As you may have guessed from the fact that I subsequently bought the DVDs, I ultimately became a fan of the show (the first two series anyway - I've never seen the third and later seasons), at least partly because of how deliberately crass and obnoxious it is. I have to admire its commitment on that front.
The show focuses on a group of young offenders who have been assigned community service for their various acts of 'anti-social behaviour'. During their first day, they get caught in a strange storm and - though they don't immediately know it - receive super powers. Which probably sounds great for them, but these kids definitely aren't the Avengers, either in temperament or in power sets. They mostly don't have conscious control over their powers, and they're quickly faced with the problem that their probation officer was also caught in the storm, and it turned him into a homicidal rage monster.
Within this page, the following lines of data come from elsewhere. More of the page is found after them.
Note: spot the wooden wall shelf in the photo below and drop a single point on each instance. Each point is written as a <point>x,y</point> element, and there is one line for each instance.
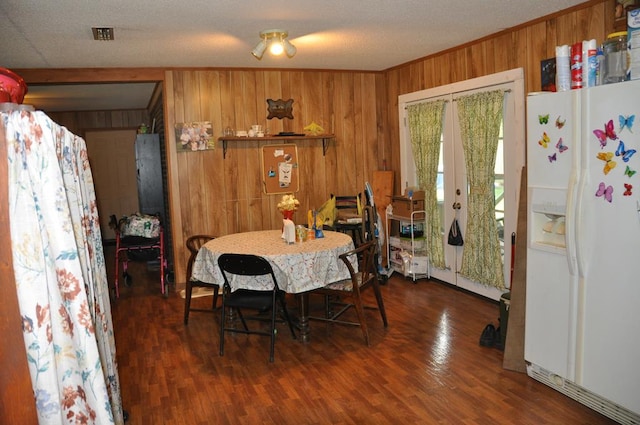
<point>326,138</point>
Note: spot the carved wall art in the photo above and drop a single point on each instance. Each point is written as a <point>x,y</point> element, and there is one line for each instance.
<point>280,108</point>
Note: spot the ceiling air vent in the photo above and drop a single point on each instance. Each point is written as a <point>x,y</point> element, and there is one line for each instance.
<point>102,34</point>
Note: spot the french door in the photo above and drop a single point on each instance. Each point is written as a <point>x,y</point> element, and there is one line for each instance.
<point>452,187</point>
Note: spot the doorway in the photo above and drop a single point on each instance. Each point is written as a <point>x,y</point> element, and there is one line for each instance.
<point>452,183</point>
<point>113,165</point>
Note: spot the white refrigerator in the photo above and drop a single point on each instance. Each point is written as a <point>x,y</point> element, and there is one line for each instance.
<point>582,328</point>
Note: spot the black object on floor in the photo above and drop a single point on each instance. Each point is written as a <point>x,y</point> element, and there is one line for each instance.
<point>488,337</point>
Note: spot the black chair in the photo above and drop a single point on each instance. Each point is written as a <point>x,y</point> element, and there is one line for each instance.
<point>260,301</point>
<point>194,243</point>
<point>351,289</point>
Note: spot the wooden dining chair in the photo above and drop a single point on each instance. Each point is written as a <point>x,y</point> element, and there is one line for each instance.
<point>348,217</point>
<point>347,293</point>
<point>194,243</point>
<point>272,300</point>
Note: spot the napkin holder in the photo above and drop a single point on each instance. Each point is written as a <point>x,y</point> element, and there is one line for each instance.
<point>288,231</point>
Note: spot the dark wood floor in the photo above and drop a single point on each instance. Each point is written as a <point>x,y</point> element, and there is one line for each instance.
<point>425,368</point>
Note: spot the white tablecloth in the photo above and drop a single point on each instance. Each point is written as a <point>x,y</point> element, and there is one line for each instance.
<point>298,267</point>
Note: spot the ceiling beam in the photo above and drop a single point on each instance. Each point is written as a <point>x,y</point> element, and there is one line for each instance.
<point>90,75</point>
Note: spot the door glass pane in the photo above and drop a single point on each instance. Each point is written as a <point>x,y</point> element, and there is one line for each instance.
<point>498,185</point>
<point>440,184</point>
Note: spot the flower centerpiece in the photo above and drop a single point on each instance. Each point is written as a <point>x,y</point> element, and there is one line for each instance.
<point>287,205</point>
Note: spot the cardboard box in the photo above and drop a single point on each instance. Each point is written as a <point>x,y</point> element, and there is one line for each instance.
<point>403,206</point>
<point>418,265</point>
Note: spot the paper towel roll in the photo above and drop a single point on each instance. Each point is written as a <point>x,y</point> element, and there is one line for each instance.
<point>589,62</point>
<point>289,231</point>
<point>563,71</point>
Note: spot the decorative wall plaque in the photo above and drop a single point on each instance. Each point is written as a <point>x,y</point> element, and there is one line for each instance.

They survive the experience of course (there wouldn't be much of a show if they didn't), but the probation officer does not, and the ever-increasing problems arising from their efforts to conceal his death are one of the major threads of the rest of the series. The other thread, of course, is their interactions with other people who've been affected by the storm.
Misfits is loud and lewd, full of bad language, bad people, and situations that you know you shouldn't laugh at but that it will make you do so anyway. And if it sometimes remembers to be touching or insightful in between all the potty mouthed shenanigans, well - that's what keeps it interesting.